Around 290 people were killed and about 500 wounded in blasts in churches and luxury hotels. Seven suicide bombers took part in the attacks of the eight serial blasts that rocked Sri Lanka early on Sunday.
The U.S state department said possible targets included tourist locations, transportation hubs, shopping malls, hotels, places of worship, airports and other public areas.
The attack is the most violent in the country since the end of the country’s civil war in 2009.

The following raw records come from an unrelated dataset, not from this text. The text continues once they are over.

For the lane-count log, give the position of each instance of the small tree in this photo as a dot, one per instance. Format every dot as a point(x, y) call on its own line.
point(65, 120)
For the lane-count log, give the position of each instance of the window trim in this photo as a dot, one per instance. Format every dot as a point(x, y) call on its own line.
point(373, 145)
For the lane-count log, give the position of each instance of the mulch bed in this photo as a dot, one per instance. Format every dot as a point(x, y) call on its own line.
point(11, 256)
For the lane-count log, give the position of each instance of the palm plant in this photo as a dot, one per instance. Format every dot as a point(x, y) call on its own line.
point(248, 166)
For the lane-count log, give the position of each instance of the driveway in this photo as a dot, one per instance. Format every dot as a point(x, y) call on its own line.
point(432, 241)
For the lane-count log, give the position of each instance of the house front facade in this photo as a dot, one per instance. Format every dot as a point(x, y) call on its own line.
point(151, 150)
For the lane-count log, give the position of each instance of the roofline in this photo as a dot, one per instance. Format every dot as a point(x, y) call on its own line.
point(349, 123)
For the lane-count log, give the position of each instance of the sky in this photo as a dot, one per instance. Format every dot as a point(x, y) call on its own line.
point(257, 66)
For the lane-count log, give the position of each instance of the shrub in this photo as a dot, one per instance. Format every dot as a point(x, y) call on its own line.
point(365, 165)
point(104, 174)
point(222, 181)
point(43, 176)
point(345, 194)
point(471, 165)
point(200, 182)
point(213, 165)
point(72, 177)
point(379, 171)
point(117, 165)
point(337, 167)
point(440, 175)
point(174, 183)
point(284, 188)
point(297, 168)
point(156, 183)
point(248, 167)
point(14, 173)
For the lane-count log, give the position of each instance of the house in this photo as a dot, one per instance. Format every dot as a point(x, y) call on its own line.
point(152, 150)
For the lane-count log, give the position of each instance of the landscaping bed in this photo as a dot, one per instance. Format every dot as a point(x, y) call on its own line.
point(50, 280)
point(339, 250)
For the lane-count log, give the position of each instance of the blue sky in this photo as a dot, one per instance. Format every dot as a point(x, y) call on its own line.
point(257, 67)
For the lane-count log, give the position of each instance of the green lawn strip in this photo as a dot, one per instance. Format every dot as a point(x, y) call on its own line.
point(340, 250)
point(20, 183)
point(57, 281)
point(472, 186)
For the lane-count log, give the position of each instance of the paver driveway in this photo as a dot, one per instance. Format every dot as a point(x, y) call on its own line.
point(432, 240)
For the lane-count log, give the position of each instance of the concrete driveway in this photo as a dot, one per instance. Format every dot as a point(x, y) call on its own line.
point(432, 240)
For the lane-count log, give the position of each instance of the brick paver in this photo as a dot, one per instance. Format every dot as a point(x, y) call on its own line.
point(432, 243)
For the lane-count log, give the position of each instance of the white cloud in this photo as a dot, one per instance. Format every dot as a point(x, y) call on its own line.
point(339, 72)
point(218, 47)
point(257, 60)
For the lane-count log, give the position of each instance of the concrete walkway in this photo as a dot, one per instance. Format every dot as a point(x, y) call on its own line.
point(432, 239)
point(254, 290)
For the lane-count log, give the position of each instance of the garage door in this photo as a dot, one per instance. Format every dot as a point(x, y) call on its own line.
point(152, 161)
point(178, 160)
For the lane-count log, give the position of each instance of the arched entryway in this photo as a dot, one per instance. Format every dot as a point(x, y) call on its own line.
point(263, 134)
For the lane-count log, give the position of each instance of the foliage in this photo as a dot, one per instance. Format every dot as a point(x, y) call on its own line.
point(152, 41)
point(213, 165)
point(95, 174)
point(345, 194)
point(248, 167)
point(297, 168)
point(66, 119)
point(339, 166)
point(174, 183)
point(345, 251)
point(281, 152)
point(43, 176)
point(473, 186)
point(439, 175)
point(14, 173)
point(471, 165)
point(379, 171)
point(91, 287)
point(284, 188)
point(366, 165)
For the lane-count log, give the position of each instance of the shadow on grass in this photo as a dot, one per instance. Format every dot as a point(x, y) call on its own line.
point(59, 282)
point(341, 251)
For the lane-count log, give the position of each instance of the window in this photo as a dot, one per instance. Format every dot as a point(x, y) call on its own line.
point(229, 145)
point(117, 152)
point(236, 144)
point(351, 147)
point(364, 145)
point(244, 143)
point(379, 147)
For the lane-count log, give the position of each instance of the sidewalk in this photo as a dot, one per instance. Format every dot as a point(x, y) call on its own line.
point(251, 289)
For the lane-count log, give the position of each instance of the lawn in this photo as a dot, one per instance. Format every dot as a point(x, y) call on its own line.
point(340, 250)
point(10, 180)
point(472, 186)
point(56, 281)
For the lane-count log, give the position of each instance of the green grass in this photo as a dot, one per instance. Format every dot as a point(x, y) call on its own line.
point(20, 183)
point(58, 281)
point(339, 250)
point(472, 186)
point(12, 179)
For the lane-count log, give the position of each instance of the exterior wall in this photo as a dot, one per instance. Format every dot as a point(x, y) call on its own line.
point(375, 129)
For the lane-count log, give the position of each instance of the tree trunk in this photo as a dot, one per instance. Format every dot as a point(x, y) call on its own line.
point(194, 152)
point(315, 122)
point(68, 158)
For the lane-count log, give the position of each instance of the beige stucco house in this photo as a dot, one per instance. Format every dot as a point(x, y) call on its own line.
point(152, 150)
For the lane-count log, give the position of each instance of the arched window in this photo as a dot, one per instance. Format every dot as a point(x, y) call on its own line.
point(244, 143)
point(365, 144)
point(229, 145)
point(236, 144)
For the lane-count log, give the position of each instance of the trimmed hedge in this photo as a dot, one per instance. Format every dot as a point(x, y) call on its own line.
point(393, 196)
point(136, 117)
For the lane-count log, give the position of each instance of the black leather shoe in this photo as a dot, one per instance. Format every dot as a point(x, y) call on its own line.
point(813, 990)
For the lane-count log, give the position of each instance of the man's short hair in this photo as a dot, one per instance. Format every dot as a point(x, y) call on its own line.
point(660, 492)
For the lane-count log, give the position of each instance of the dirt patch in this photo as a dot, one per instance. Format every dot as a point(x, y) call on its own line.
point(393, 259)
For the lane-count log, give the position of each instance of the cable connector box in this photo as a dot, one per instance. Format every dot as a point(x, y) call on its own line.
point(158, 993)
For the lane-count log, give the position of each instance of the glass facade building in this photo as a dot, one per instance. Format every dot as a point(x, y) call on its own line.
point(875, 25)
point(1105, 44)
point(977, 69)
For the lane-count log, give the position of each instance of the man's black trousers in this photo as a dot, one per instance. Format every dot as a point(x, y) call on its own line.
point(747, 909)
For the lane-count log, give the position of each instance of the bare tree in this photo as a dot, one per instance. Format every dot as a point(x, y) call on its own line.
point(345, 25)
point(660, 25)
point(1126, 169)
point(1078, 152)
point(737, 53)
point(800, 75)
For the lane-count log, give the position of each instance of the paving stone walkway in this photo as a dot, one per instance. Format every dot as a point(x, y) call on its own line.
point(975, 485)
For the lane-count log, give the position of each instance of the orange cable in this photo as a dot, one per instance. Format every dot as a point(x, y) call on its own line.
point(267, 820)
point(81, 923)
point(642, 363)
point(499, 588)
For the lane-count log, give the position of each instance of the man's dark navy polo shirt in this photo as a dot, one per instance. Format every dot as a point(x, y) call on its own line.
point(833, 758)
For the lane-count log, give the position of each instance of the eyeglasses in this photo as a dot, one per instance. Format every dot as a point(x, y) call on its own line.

Earlier in the day, explosions were reported at the St. Anthony’s Church in Kochchikade, Kotahena, St. Sebastian’s Church in Katuwapitiya in Katana, and the Zion church in Batticaloa to commemorate Easter Sunday. The other three blasts were reported at the Shangri-La, Cinnamon Grand and Kingsbury five-star hotels in Colombo.
There has been no claim of responsibility for the attack. Police said 24 people had been arrested, all of whom were Sri Lankan, but they gave no more details.